Calcium L-threonate safe for use in supplements, says EFSA

By Lorraine Heller

- Last updated on GMT

Related tags Vitamin c Vitamin Ascorbic acid European food safety authority

The European Food Safety Authority (EFSA) has backed the use of calcium L-threonate as a source of calcium in dietary supplements.

In a scientific opinion published this week, the group’s Scientific Panel on Food Additives and Nutrient Sources (ANS) found the substance to be a bioavailable form of calcium, and to pose no safety concerns.

The evaluation came at the request of the European Commission, which had received a petition from the UK-based supplement firm Biocalth to consider the addition of calcium L-threonate to Annex II of Directive 2002/46/EC of the European Parliament and of the Council relating to food substances.

The panel noted that threonate is a normal constituent of the body, typically arising from the catabolism of ascorbic acid.

“Human and animal studies indicate that calcium from calcium L-threonate is absorbed. In animal studies, the bioavailability of calcium from this source was comparable to or higher than from other sources of calcium,”​ states the opinion.


The tolerable upper intake level for calcium from all sources is currently set at 2500mg per day by the Scientific Committee on Food (SCF).

The petitioner proposed use levels of 2-4 tablets per person per day of calcium L-threonate, with each tablet providing 100 mg calcium and 675 mg threonate.

EFSA found that the exposure to calcium through the use and at the use levels of calcium L-threonate proposed by the petitioner, may lead to exposures of 200-400 mg calcium per person per day, which would not represent a safety concern.


EFSA’s panel examined available science on the substance, which found that it has no adverse effects in animal studies at doses as high as 40g/kg bw in mice or 32g/kg bw in rats.

Studies have also shown that L-threonate is not genotoxic, which indicates that no carcinogenicity studies were necessary.

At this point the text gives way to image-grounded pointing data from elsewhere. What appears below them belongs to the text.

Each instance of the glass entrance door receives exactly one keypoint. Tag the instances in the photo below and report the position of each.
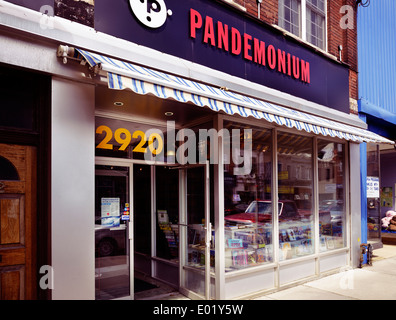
(113, 236)
(196, 244)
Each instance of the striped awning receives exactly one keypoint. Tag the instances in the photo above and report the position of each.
(142, 80)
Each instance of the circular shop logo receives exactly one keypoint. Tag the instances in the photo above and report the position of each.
(152, 13)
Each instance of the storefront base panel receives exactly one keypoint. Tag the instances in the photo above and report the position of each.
(248, 284)
(296, 271)
(332, 262)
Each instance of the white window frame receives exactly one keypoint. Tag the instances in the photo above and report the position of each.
(303, 23)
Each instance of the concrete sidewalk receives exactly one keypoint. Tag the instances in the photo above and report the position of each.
(376, 282)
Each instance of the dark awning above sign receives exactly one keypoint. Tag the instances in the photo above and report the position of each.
(142, 80)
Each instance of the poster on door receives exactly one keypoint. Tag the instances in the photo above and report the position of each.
(110, 212)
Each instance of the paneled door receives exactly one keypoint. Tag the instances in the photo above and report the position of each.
(17, 222)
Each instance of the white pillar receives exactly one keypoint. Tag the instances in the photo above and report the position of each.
(73, 190)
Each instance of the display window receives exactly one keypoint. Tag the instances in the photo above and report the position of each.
(331, 177)
(295, 194)
(247, 198)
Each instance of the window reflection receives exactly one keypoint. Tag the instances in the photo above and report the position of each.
(331, 195)
(248, 206)
(295, 193)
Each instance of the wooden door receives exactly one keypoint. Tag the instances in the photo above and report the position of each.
(17, 222)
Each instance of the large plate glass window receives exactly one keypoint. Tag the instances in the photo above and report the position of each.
(289, 16)
(295, 194)
(247, 197)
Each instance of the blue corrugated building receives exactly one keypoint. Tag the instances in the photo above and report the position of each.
(377, 107)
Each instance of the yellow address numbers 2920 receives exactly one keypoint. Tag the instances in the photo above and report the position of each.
(124, 138)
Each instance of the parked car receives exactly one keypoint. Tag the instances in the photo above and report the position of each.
(261, 211)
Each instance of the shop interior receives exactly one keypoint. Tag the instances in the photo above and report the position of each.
(133, 193)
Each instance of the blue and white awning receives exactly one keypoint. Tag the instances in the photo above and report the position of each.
(142, 80)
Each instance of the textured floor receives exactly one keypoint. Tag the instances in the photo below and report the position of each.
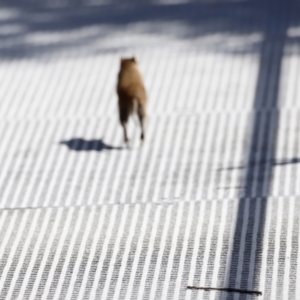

Reproductive and developmental toxicity studies in mice also indicated that calcium L-threonate in doses up to 6 g/kg bw per day has no adverse effect on the fertility and the developing fetus, and did not cause maternal toxicity, said EFSA.

“The Panel concludes that calcium is bioavailable from calcium L-threonate and that the use of calcium L-threonate as a source of calcium in food supplements for the uses and at the use levels proposed by the petitioner is not of safety concern,”​ it wrote.

Other forms

Other forms of calcium recently backed by EFSA include calcium sulphate and calcium ascorbate with threonate.

The agency only last month backed an earlier Scientific Committee on Food (SCF) opinion concluding calcium sulphate can be safely used as a calcium source in food supplements.

And last year, it concluded the use of calcium ascorbate with threonate in food supplements is comparable in bioavailability to ascorbic acid as a vitamin C source, and does not pose health threats in the doses used.